The central bank found it's 12 regional banks depicted growth as either modest or moderate
WASHINGTON—The Federal Reserve said the US economy kept expanding in the early spring, with tight labour markets and many businesses reporting rising wages.
In its latest survey of economic conditions nationwide, the central bank found that it’s 12 regional banks all depicted growth as either “modest or moderate” from mid-March through early April. The strength came from consumer spending, tourism, housing construction and manufacturing.
The report said businesses reported tight labour markets with more job turnover and bigger wage increases for workers whose skills were in short supply.
The Fed’s survey, known as the Beige Book, will be used when Fed officials next meet on May 2-3. The Fed raised rates by a quarter-point in December and March, but analysts are not expecting a rate hike in May.
The Fed is continuing to project three rate hikes this year. Officials say they are close to achieving their goals of maximum employment and inflation rising at an annual rate of 2 per cent.

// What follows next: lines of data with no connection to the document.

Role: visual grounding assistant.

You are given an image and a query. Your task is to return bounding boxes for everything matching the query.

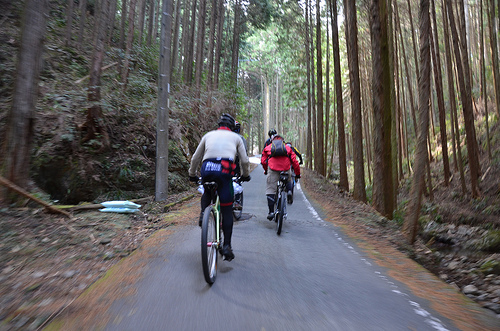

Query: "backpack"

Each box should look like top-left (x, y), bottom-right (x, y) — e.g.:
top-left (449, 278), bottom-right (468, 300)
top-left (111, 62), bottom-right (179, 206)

top-left (270, 139), bottom-right (288, 157)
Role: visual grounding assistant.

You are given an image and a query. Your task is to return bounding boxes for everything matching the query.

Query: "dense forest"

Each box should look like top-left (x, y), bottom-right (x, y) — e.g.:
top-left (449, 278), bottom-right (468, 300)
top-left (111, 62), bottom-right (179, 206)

top-left (1, 0), bottom-right (500, 327)
top-left (1, 0), bottom-right (500, 247)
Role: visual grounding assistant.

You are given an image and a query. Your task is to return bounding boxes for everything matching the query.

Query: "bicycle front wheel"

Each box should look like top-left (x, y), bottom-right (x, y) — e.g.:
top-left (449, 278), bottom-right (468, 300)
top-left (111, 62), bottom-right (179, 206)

top-left (232, 192), bottom-right (243, 220)
top-left (276, 191), bottom-right (286, 235)
top-left (201, 205), bottom-right (218, 284)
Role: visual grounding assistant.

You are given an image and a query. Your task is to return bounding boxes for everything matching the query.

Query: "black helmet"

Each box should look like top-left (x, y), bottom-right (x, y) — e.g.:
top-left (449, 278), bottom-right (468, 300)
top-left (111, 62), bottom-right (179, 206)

top-left (268, 128), bottom-right (277, 137)
top-left (233, 121), bottom-right (241, 133)
top-left (218, 113), bottom-right (236, 130)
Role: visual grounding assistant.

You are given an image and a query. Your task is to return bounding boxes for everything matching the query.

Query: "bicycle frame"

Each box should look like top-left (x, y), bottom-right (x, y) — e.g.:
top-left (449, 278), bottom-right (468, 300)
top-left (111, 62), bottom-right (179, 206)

top-left (207, 183), bottom-right (221, 250)
top-left (274, 172), bottom-right (288, 235)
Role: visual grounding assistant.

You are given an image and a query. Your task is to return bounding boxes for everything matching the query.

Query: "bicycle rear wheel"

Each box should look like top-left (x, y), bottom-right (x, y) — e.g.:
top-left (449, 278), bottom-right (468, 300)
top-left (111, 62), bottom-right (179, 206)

top-left (276, 191), bottom-right (286, 235)
top-left (201, 205), bottom-right (218, 284)
top-left (232, 192), bottom-right (243, 220)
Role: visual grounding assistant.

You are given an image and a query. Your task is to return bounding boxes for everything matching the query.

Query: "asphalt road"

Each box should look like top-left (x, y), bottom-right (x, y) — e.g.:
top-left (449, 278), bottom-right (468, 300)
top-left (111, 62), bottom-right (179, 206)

top-left (104, 162), bottom-right (461, 331)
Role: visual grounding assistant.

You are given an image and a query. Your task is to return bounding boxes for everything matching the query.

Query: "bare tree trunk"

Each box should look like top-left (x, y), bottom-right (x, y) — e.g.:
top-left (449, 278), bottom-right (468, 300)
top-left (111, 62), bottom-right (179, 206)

top-left (206, 0), bottom-right (217, 90)
top-left (344, 0), bottom-right (367, 202)
top-left (488, 0), bottom-right (500, 117)
top-left (481, 0), bottom-right (492, 160)
top-left (119, 0), bottom-right (128, 49)
top-left (194, 0), bottom-right (207, 93)
top-left (403, 0), bottom-right (431, 245)
top-left (121, 0), bottom-right (136, 88)
top-left (106, 0), bottom-right (117, 45)
top-left (65, 0), bottom-right (75, 47)
top-left (180, 0), bottom-right (191, 82)
top-left (315, 0), bottom-right (325, 176)
top-left (329, 0), bottom-right (348, 191)
top-left (213, 0), bottom-right (224, 89)
top-left (84, 0), bottom-right (111, 149)
top-left (310, 0), bottom-right (316, 170)
top-left (446, 0), bottom-right (481, 197)
top-left (305, 0), bottom-right (313, 169)
top-left (370, 0), bottom-right (394, 218)
top-left (77, 0), bottom-right (87, 49)
top-left (171, 0), bottom-right (182, 78)
top-left (407, 0), bottom-right (420, 81)
top-left (146, 0), bottom-right (155, 46)
top-left (325, 6), bottom-right (331, 175)
top-left (395, 2), bottom-right (417, 137)
top-left (137, 0), bottom-right (147, 44)
top-left (1, 0), bottom-right (48, 201)
top-left (430, 0), bottom-right (450, 185)
top-left (394, 12), bottom-right (404, 181)
top-left (185, 0), bottom-right (198, 85)
top-left (230, 0), bottom-right (242, 89)
top-left (442, 0), bottom-right (465, 194)
top-left (155, 0), bottom-right (172, 201)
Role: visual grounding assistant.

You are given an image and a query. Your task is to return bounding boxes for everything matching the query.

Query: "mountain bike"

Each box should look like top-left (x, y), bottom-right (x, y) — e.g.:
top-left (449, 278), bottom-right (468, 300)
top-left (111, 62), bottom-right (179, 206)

top-left (232, 177), bottom-right (243, 220)
top-left (200, 180), bottom-right (222, 284)
top-left (273, 171), bottom-right (289, 235)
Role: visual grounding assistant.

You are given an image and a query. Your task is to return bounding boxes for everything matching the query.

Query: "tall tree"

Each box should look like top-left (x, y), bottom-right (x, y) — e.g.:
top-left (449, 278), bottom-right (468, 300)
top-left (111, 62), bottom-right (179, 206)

top-left (305, 0), bottom-right (313, 169)
top-left (170, 0), bottom-right (182, 77)
top-left (446, 0), bottom-right (481, 197)
top-left (213, 0), bottom-right (225, 89)
top-left (430, 0), bottom-right (450, 185)
top-left (65, 0), bottom-right (75, 47)
top-left (194, 0), bottom-right (207, 92)
top-left (325, 3), bottom-right (331, 175)
top-left (370, 0), bottom-right (394, 218)
top-left (77, 0), bottom-right (87, 48)
top-left (119, 0), bottom-right (128, 49)
top-left (122, 0), bottom-right (137, 87)
top-left (1, 0), bottom-right (48, 198)
top-left (344, 0), bottom-right (366, 202)
top-left (106, 0), bottom-right (118, 45)
top-left (442, 0), bottom-right (466, 194)
top-left (315, 0), bottom-right (325, 176)
top-left (185, 0), bottom-right (197, 85)
top-left (329, 0), bottom-right (348, 191)
top-left (488, 0), bottom-right (500, 116)
top-left (206, 0), bottom-right (218, 90)
top-left (403, 0), bottom-right (431, 244)
top-left (395, 2), bottom-right (417, 137)
top-left (481, 0), bottom-right (492, 160)
top-left (146, 0), bottom-right (156, 46)
top-left (137, 0), bottom-right (147, 44)
top-left (156, 0), bottom-right (173, 201)
top-left (230, 0), bottom-right (243, 89)
top-left (84, 0), bottom-right (111, 149)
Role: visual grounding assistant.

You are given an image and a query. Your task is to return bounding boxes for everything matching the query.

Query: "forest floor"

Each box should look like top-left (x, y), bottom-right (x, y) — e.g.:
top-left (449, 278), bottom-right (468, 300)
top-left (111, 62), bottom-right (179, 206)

top-left (1, 165), bottom-right (500, 330)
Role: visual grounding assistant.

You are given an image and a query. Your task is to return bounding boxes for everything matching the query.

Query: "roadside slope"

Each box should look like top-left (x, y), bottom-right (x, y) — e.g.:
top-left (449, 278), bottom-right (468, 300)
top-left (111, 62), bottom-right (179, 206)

top-left (299, 169), bottom-right (499, 330)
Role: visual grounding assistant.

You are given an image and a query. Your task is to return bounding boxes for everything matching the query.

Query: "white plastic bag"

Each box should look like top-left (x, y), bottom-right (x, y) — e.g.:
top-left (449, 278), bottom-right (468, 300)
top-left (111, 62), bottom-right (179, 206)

top-left (100, 201), bottom-right (141, 209)
top-left (99, 200), bottom-right (141, 213)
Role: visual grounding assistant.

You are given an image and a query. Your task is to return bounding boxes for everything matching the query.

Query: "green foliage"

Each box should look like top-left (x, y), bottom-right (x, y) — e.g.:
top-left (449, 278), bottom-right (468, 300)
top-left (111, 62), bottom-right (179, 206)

top-left (392, 208), bottom-right (405, 226)
top-left (127, 73), bottom-right (154, 97)
top-left (421, 202), bottom-right (442, 223)
top-left (247, 0), bottom-right (275, 29)
top-left (365, 184), bottom-right (373, 204)
top-left (135, 45), bottom-right (159, 79)
top-left (479, 259), bottom-right (500, 275)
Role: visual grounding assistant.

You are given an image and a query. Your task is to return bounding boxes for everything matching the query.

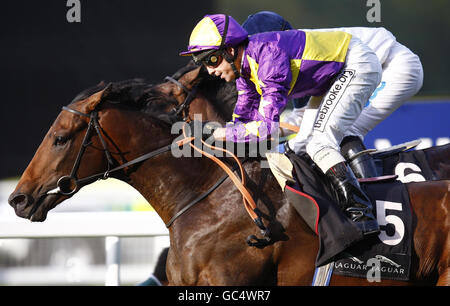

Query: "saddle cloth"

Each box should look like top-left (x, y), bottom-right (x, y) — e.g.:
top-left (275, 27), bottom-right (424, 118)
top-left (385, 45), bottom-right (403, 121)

top-left (282, 152), bottom-right (412, 281)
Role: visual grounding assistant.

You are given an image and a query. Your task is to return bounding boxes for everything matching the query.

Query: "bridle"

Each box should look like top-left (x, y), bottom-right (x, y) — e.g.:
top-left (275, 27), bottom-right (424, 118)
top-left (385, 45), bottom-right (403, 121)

top-left (164, 76), bottom-right (198, 122)
top-left (47, 75), bottom-right (198, 196)
top-left (47, 106), bottom-right (179, 196)
top-left (48, 107), bottom-right (114, 196)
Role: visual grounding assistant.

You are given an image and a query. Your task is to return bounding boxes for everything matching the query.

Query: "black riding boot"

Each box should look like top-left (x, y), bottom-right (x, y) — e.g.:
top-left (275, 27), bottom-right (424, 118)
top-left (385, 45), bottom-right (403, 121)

top-left (326, 162), bottom-right (380, 236)
top-left (340, 135), bottom-right (377, 178)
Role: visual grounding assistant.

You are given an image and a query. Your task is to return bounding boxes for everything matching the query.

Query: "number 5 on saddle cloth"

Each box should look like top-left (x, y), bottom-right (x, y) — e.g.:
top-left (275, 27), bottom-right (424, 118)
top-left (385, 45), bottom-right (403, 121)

top-left (266, 151), bottom-right (412, 281)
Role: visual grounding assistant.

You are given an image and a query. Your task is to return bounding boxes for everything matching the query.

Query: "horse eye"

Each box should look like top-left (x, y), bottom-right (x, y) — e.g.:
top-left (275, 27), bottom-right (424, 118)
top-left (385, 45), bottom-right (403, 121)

top-left (54, 136), bottom-right (68, 146)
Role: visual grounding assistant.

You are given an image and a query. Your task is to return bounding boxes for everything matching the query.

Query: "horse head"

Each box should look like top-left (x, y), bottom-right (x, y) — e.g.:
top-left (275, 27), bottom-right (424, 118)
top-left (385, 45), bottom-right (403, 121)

top-left (8, 80), bottom-right (174, 221)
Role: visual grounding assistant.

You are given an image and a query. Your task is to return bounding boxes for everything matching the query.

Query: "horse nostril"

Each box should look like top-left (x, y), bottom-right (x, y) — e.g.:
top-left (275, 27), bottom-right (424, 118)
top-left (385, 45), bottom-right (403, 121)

top-left (8, 193), bottom-right (30, 209)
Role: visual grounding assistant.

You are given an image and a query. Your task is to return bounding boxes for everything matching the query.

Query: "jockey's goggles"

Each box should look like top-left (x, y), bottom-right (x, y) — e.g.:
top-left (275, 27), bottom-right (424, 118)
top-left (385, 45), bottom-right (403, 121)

top-left (192, 50), bottom-right (224, 68)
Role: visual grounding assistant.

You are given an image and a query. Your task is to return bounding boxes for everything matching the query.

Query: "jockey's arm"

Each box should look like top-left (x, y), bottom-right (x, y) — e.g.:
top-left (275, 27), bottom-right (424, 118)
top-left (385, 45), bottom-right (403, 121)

top-left (221, 50), bottom-right (291, 142)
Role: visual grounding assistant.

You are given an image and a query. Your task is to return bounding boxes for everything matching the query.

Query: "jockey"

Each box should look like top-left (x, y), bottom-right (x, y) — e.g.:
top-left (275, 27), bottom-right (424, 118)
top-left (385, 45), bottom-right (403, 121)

top-left (180, 14), bottom-right (382, 236)
top-left (242, 11), bottom-right (311, 133)
top-left (242, 11), bottom-right (424, 178)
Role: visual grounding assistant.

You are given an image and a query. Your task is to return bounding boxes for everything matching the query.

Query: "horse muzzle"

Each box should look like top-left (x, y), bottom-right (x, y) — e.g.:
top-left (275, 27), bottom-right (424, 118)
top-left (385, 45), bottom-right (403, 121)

top-left (8, 192), bottom-right (35, 219)
top-left (8, 189), bottom-right (58, 222)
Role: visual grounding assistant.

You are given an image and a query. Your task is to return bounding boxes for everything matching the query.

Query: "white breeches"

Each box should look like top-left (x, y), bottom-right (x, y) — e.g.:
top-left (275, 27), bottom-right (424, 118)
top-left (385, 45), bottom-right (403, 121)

top-left (345, 41), bottom-right (424, 139)
top-left (289, 37), bottom-right (382, 173)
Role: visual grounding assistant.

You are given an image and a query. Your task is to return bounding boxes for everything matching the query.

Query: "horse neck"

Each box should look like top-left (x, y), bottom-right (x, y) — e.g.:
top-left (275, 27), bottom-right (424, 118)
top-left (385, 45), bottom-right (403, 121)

top-left (188, 95), bottom-right (226, 124)
top-left (100, 107), bottom-right (224, 225)
top-left (130, 154), bottom-right (223, 225)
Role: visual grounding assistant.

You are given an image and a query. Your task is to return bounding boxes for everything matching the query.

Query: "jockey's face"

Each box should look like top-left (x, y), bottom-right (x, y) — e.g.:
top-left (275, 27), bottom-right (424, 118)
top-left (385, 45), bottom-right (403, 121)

top-left (205, 47), bottom-right (240, 82)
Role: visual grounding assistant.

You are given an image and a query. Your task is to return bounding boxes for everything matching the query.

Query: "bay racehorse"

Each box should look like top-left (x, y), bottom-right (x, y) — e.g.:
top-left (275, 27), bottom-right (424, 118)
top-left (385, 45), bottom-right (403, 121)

top-left (8, 78), bottom-right (450, 285)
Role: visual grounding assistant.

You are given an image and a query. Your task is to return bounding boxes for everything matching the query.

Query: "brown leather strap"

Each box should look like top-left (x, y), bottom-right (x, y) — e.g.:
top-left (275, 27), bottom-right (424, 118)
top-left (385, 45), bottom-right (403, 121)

top-left (177, 122), bottom-right (299, 227)
top-left (197, 140), bottom-right (259, 220)
top-left (181, 124), bottom-right (260, 221)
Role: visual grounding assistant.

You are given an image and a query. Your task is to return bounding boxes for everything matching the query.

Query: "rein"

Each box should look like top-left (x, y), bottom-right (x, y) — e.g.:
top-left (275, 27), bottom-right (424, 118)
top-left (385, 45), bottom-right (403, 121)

top-left (164, 75), bottom-right (274, 245)
top-left (47, 74), bottom-right (297, 247)
top-left (173, 124), bottom-right (273, 247)
top-left (48, 104), bottom-right (272, 247)
top-left (165, 158), bottom-right (248, 228)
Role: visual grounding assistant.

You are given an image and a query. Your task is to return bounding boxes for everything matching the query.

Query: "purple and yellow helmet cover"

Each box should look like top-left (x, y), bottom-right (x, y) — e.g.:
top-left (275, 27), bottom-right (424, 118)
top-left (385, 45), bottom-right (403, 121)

top-left (180, 14), bottom-right (248, 56)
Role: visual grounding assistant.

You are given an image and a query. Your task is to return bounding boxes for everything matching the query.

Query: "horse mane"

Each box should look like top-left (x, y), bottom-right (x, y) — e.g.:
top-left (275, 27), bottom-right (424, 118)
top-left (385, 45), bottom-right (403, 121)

top-left (71, 79), bottom-right (155, 111)
top-left (69, 60), bottom-right (238, 123)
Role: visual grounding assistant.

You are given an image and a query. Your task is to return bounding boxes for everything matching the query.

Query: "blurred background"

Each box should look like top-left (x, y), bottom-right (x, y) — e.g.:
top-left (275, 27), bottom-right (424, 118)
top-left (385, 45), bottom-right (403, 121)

top-left (0, 0), bottom-right (449, 285)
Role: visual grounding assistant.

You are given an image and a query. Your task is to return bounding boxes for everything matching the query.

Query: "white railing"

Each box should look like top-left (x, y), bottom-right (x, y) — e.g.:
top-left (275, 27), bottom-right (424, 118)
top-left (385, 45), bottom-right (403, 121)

top-left (0, 211), bottom-right (169, 286)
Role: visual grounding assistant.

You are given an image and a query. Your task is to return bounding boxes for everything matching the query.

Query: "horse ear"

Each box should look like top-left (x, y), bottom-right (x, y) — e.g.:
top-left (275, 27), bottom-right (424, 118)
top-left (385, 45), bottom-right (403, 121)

top-left (81, 83), bottom-right (113, 113)
top-left (97, 80), bottom-right (107, 87)
top-left (179, 66), bottom-right (202, 88)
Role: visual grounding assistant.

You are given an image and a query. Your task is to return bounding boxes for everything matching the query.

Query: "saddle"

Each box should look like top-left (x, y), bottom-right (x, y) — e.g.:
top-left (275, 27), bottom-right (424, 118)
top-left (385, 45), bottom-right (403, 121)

top-left (280, 151), bottom-right (412, 283)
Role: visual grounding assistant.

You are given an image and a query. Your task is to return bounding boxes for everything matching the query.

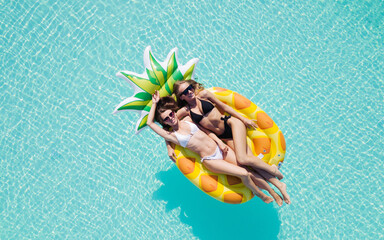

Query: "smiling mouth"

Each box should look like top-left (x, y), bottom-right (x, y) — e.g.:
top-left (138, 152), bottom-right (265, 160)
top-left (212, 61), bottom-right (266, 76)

top-left (186, 92), bottom-right (194, 98)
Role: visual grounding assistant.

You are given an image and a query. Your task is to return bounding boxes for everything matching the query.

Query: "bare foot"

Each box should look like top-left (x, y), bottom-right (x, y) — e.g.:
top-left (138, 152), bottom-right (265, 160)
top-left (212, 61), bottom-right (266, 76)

top-left (260, 195), bottom-right (274, 204)
top-left (271, 192), bottom-right (283, 207)
top-left (278, 182), bottom-right (291, 204)
top-left (272, 164), bottom-right (284, 180)
top-left (254, 191), bottom-right (274, 204)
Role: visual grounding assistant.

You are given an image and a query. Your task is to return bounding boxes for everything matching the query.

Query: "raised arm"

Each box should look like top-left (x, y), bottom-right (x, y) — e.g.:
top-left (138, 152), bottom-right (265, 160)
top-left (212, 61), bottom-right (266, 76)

top-left (201, 90), bottom-right (258, 129)
top-left (147, 91), bottom-right (178, 144)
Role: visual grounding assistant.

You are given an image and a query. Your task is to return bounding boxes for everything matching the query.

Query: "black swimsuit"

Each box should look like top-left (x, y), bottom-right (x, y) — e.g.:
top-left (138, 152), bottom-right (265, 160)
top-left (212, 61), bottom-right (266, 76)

top-left (190, 99), bottom-right (233, 139)
top-left (217, 115), bottom-right (233, 139)
top-left (190, 99), bottom-right (215, 123)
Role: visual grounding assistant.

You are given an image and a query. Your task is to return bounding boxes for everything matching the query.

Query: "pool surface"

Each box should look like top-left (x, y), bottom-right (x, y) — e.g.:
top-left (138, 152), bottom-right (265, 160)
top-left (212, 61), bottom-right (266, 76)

top-left (1, 1), bottom-right (383, 239)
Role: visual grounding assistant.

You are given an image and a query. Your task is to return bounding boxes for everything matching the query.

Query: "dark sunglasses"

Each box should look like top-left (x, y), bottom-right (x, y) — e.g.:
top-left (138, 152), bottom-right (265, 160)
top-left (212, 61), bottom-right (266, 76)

top-left (163, 111), bottom-right (175, 122)
top-left (180, 84), bottom-right (194, 96)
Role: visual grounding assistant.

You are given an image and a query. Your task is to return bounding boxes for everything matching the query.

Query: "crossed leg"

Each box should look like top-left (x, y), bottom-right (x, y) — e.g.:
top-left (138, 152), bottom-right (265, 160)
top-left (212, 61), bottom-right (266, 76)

top-left (202, 147), bottom-right (275, 204)
top-left (225, 139), bottom-right (289, 205)
top-left (255, 169), bottom-right (291, 204)
top-left (227, 117), bottom-right (284, 180)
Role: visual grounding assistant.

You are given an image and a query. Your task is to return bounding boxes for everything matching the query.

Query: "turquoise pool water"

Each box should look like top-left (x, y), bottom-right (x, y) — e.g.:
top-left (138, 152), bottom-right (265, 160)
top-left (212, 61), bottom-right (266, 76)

top-left (1, 1), bottom-right (383, 239)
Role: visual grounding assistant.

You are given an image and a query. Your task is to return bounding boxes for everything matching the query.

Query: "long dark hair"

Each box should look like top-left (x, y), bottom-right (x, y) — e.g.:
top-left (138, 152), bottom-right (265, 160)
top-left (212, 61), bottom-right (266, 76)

top-left (154, 96), bottom-right (179, 128)
top-left (173, 79), bottom-right (204, 108)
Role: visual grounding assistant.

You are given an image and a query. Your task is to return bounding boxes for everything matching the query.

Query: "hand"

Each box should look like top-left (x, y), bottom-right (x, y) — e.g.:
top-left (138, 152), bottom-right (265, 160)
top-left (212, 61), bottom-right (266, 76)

top-left (218, 143), bottom-right (229, 159)
top-left (168, 148), bottom-right (177, 163)
top-left (243, 118), bottom-right (258, 130)
top-left (152, 90), bottom-right (160, 104)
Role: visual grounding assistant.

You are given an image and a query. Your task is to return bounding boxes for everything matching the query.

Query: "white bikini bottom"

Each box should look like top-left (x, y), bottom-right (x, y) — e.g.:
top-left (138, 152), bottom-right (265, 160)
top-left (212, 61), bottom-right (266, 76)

top-left (201, 146), bottom-right (223, 162)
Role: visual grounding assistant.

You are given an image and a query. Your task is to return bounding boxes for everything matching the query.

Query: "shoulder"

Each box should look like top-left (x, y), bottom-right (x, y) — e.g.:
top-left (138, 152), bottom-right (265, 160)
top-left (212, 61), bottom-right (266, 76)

top-left (198, 90), bottom-right (217, 103)
top-left (184, 120), bottom-right (199, 131)
top-left (177, 106), bottom-right (189, 116)
top-left (198, 89), bottom-right (211, 98)
top-left (199, 89), bottom-right (221, 104)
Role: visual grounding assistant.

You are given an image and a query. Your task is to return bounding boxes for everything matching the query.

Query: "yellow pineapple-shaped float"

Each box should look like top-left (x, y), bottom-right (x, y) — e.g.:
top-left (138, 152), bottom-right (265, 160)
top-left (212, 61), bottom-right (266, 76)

top-left (114, 47), bottom-right (286, 204)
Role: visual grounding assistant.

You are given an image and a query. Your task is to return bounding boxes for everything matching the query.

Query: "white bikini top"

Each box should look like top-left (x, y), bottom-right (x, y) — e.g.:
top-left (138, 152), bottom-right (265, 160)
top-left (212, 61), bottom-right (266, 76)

top-left (174, 121), bottom-right (199, 147)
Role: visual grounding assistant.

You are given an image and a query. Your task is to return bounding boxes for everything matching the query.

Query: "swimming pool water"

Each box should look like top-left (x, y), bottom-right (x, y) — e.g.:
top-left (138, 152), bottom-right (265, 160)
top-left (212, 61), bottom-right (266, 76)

top-left (1, 1), bottom-right (383, 239)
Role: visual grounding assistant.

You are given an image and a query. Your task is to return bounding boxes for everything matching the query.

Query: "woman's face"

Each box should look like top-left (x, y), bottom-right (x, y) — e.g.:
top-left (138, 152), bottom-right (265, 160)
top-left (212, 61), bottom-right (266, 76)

top-left (160, 110), bottom-right (178, 126)
top-left (178, 82), bottom-right (195, 101)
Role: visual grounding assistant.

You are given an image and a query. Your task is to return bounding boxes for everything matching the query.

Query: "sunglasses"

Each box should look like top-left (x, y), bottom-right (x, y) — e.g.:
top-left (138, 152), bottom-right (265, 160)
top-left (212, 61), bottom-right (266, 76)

top-left (163, 111), bottom-right (175, 122)
top-left (180, 84), bottom-right (194, 96)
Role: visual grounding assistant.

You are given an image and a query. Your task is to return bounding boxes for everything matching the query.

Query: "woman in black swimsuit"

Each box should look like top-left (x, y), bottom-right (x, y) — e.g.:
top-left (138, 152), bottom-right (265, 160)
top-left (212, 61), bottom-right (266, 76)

top-left (173, 80), bottom-right (285, 182)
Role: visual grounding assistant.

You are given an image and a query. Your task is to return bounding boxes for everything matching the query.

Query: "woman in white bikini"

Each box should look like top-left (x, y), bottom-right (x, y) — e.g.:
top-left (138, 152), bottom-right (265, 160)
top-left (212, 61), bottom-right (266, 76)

top-left (147, 91), bottom-right (290, 205)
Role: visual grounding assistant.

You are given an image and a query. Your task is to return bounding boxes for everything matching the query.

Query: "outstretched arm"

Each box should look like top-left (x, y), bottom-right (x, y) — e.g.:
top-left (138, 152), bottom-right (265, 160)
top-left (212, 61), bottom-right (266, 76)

top-left (147, 91), bottom-right (178, 144)
top-left (165, 140), bottom-right (177, 163)
top-left (201, 90), bottom-right (258, 129)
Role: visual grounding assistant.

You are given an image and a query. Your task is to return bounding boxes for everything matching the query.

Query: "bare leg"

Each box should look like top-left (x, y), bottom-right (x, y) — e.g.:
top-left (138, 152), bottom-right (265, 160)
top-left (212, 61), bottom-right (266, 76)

top-left (256, 169), bottom-right (291, 204)
top-left (249, 171), bottom-right (283, 206)
top-left (226, 132), bottom-right (284, 180)
top-left (220, 144), bottom-right (281, 204)
top-left (202, 150), bottom-right (273, 204)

In fact, the unemployment rate dropped to a low of 4.5 percent in March, below the 4.8 percent level that the Fed views as full employment. But with inflation still below the central bank’s 2 percent target, Fed officials contend they can still let the economy grow without the need to greatly accelerate the rate at which they raise interest rates.
The Beige Book report showed that the low level of unemployment, which had hit a high of 10 per cent during the last recession, was beginning to boost wages, something the Fed has been hoping to see.
“Labor markets remained tight and employers in most districts had more difficulty filling low-skilled positions,” the Fed said.
It noted that wage increases remained modest, although businesses were being forced to offer bigger increases to workers with skills that are in short supply.
“A larger number of firms mentioned higher turnover rates and more difficulty retaining workers,” the report said.
Two districts reported that worker shortages and increased labour costs were restraining growth in some sectors including manufacturing, transportation and construction.
Even with wages rising at a faster pace, the report said that overall inflation remained modest. While oil prices had risen since the last report, the new survey found that overall energy prices were flat to slightly lower.
Farmers have struggled with falling commodity prices over the past year. The new report found farm prices varied with increases for cotton, peanuts, chickens and hogs while the price of corn and wheat had declined. The Kansas City district reported that agricultural conditions remained generally weak although there had been some improvement in cattle and soybean markets.
Minneapolis reported a wave of closings for retail establishments, which had affected both large and small stores. The Federal Reserve Bank of Dallas said that the energy sector, which last year had struggled with falling prices, had picked up notably and that rebound was helping manufacturers of fabricated metals which are used in energy drilling.
St. Louis reported that coal production in the district was 10 per cent higher than a year ago.
While the manufacturing sector continued to expand at a modest pace, the growth in freight shipments had slowed. The gain in consumer spending was led by stronger auto sales which offset somewhat softer readings in non-auto spending.
Many districts reported that home construction accelerated, although sales growth was constrained by a lack of inventory.